For me, it wasn't so much using rationality. I think that to your mind and body, becoming worried or scared in situations that have scared you before isn't necessarily irrational because even if the situation is harmless, you do have unpleasant experiences with it from before. I know some people are scared of spiders. If I had had a spider problem then, I think I would've been scared of getting scared when I met a spider if you know what I mean.

What helped was refusing to let fear control me so I would choose to do things, knowing very well that they would cause anxiety. Often, it would go better than I feared and even if it didn't, at least I was deciding what to do, not my fears. I externalized it in a way and refused to listen to it. It gave me back the control that the anxiety had stolen away from me. It took some time, but not long after I had actively started fighting it, I won just about every battle I had with my fears.
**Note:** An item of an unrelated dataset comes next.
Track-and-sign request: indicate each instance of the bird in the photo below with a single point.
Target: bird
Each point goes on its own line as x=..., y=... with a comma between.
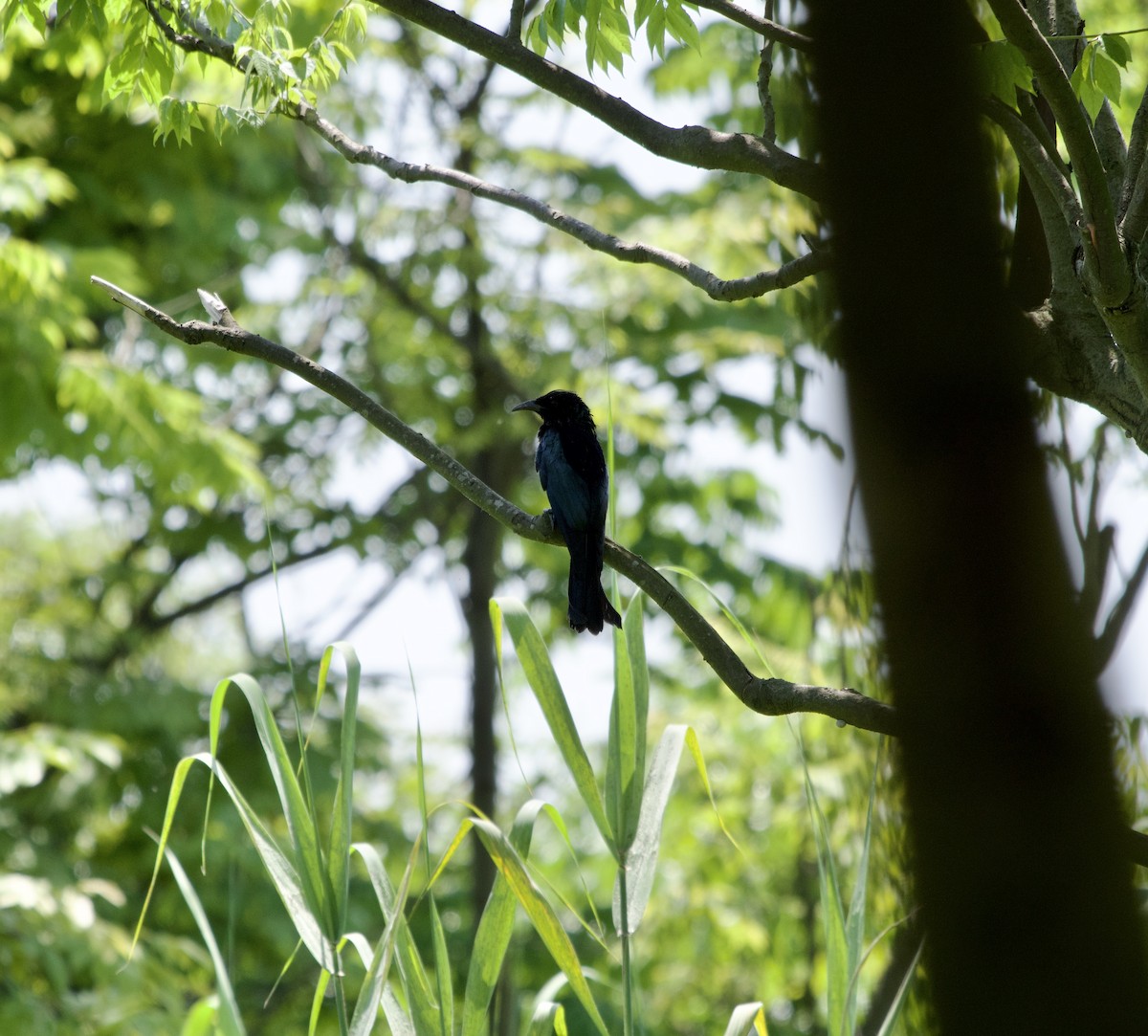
x=573, y=474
The change and the realization I could beat it didn't just happen out of the blue, though. For a long time, it was such a common feature in my life to be fearful, but then one day I was super excited about this IRC bot I was compiling and setting up .. nerdy, I know Still, later that day, I realized I had been so absorbed in what I was doing that I had forgotten about my anxiety. I had pretty much had a normal day! From then on, I knew that it was possible to have a life without fear, so I mentally grabbed a hold of the problem and actively decided to do something. I told my parents and even my teacher about how I felt which helped quite a bit and then I started battling it on my own. I went to a psychologist once and he said I was already well in a recovering stage where I would come out of it on top, so he didn't think I would need more counselling then.

He was right I think once you figure out the right way to battle it, there's only one way I think which is forward.
Ah, I see.
So it wasn't so much about controlling the fear itself as it was gaining control of the actions affected by fear.

Certain fears I have, like heights (being crippling... PARALYZING fears) I have no desire to ever want to lose, as I view it as anything but a handicap considering my lifestyle and aspirations... as I won't be needing to jump off of anything high or climb any skyscrapers any time soon... but others do affect my life in certain situations.
The problem is that the more I introduce myself into those situations, the more the fear becomes associated with them and it creates a negative feedback loop that seems counter-productive to the idea of therapeutic exposure, so I stay away for fear of making things worse until there's a better solution.
For me, that solution is alcohol... which is a magic elixir that completely transforms me into a normal person. It's obviously a dangerous position to be in... but to me, it's one damnation or the other, and the decision is far, far too easy to make.